The reduction Williams describes actually refers to lower payments to Medicare hospitals and doctors, not reduced benefits to Medicare patients.
In their Sunday talk show appearances, both men on the Republican ticket defended the math underlying their economic proposals, insisting that cutting taxes for the wealthy and eliminating tax loopholes will spur economic growth.
But Romney and Ryan continued to deflect questions about what loopholes they would seek to close.
Both responded to criticism leveled by former president Bill Clinton that Republican budget “arithmetic” — including cuts in tax rates for the rich and increased defense spending — cannot work without elimination of big middle-class tax advantages such as the mortgage interest deduction.
Romney cited multiple economic studies that he said show that closing loopholes and bringing down tax rates across the board “can create enormous incentive for growth of the economy.’’
“Middle-income people are going to get a break,” Romney said.
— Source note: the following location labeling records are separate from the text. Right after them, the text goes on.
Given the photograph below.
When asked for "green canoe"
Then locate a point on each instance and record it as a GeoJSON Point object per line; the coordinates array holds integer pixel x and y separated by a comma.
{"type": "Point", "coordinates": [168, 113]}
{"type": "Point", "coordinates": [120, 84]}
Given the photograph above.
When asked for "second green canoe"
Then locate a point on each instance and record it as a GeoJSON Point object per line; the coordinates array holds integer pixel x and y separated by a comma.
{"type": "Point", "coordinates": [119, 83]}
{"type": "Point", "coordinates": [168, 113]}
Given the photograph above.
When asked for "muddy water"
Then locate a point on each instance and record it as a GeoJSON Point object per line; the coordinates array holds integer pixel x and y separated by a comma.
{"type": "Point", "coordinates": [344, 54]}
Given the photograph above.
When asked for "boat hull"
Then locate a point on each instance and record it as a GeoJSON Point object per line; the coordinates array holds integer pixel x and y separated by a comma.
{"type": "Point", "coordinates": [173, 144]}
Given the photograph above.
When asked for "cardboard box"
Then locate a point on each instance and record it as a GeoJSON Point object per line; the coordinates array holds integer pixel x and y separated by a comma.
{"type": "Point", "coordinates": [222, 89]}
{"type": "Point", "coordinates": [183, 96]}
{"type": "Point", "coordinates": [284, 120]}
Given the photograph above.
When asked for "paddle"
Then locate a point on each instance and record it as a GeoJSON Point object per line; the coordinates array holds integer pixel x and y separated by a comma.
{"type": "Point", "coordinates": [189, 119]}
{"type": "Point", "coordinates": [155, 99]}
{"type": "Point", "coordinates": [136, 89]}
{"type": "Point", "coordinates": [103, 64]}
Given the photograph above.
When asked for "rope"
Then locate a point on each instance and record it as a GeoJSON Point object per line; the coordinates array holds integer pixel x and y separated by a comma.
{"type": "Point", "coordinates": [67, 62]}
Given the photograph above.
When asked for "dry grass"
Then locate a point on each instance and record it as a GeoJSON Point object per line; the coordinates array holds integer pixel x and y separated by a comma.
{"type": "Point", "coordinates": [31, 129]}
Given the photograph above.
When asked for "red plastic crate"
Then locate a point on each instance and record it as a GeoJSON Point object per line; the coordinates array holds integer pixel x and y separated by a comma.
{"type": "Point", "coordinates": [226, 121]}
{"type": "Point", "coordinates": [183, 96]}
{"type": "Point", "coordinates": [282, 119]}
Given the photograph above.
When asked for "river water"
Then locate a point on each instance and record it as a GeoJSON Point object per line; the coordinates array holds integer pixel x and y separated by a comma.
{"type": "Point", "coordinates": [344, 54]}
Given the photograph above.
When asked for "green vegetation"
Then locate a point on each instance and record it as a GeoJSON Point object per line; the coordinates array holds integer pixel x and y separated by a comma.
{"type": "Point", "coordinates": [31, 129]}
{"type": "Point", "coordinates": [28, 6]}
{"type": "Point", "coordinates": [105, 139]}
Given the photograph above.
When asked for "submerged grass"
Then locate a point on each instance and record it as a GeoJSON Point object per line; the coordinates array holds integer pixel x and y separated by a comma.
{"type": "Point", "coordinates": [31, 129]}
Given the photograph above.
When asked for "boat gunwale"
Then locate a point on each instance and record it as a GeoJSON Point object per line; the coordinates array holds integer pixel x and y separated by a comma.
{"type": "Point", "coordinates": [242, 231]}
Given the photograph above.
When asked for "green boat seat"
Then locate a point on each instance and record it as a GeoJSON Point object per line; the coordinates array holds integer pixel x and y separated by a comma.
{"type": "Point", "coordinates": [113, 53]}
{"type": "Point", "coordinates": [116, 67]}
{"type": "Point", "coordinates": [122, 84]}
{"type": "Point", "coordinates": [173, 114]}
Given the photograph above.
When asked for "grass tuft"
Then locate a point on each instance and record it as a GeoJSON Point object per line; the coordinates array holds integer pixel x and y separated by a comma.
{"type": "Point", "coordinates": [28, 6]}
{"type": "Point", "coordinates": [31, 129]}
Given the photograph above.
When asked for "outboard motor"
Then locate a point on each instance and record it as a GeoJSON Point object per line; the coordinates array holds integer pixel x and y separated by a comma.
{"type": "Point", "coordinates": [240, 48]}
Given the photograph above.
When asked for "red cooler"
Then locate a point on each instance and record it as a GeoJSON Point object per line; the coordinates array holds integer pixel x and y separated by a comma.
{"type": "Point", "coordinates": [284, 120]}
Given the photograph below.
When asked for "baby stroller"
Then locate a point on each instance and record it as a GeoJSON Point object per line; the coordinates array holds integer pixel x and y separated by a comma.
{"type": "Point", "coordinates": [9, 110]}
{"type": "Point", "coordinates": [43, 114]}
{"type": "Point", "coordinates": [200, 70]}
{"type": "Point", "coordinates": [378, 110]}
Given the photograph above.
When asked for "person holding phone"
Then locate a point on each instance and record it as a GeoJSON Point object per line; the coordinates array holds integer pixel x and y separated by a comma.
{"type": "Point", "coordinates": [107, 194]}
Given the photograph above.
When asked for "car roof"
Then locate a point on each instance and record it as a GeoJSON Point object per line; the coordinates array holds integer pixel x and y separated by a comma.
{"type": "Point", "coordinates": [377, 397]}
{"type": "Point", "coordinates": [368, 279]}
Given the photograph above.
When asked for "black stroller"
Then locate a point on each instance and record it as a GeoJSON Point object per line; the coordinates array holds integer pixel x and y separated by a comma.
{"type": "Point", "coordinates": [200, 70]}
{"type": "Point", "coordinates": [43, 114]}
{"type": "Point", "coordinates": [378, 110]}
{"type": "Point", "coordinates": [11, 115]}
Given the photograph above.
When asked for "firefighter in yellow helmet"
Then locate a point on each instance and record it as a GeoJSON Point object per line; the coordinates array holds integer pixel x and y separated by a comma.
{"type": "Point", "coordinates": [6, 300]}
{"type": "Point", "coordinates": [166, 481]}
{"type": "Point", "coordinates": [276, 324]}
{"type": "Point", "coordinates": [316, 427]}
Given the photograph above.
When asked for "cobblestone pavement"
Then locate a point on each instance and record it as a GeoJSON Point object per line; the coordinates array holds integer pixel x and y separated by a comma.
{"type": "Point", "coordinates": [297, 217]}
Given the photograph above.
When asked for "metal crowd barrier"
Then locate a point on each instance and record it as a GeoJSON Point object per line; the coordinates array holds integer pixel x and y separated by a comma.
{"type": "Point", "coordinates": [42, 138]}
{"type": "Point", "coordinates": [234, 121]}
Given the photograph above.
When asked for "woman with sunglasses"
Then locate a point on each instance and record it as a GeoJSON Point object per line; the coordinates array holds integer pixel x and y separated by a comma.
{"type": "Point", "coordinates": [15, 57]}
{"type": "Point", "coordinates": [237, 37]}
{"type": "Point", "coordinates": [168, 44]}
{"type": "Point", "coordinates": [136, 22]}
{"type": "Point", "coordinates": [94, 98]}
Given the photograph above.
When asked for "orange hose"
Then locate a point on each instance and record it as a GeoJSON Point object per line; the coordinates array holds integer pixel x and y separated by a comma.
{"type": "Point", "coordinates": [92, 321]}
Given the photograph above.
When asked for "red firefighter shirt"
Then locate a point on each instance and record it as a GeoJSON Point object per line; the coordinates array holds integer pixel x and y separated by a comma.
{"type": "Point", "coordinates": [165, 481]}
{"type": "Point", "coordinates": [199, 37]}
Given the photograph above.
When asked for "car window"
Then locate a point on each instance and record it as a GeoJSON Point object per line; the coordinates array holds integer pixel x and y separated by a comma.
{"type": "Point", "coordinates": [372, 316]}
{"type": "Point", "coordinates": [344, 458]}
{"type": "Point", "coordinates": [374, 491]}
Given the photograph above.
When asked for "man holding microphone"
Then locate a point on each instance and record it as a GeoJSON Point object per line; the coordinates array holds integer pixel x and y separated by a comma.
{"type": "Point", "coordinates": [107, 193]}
Both candidates resisted naming specific loopholes they would seek to cut. Ryan (R-Wis.), speaking on ABC’s “This Week,” said such a discussion is best left for after the November election, when the issues can be debated before the public in Congress.
“I’ve been in Congress a number of years,” Ryan said. “I’ve been on the Ways and Means Committee for 12 years. And we think the best way to do this is to get this framework in place and then negotiate, work with Democrats, work with people across the aisle, have these kinds of hearings, have this conversation to get this objective.”
Romney, who has promised to create 12 million new jobs in his first term, discounted a report by Moody’s Investors Service and other analysts predicting the creation of 12 million new jobs no matter which of the two major presidential candidates is elected.
“If the president’s reelected, you’re going to see chronic high unemployment continue for another four years or longer,” Romney said. “You’re going to see low-wage growth, if any growth at all. And of course there will always be this fiscal calamity at our doorstep, a crisis potential at our doorstep, the kind you’re seeing in Europe today.”
Romney also criticized congressional Republicans for agreeing to defense cuts as part of a deal with the White House last summer to raise the debt ceiling. The deal cuts $1.2 trillion in spending over the next decade, beginning in January. The Obama administration had hoped to use the agreement, called sequestration, as the basis for further negotiations on reducing the deficit. Romney called Republican support for defense cuts “an extraordinary miscalculation in the wrong direction.”
Among the House Republicans voting for the deal was Ryan.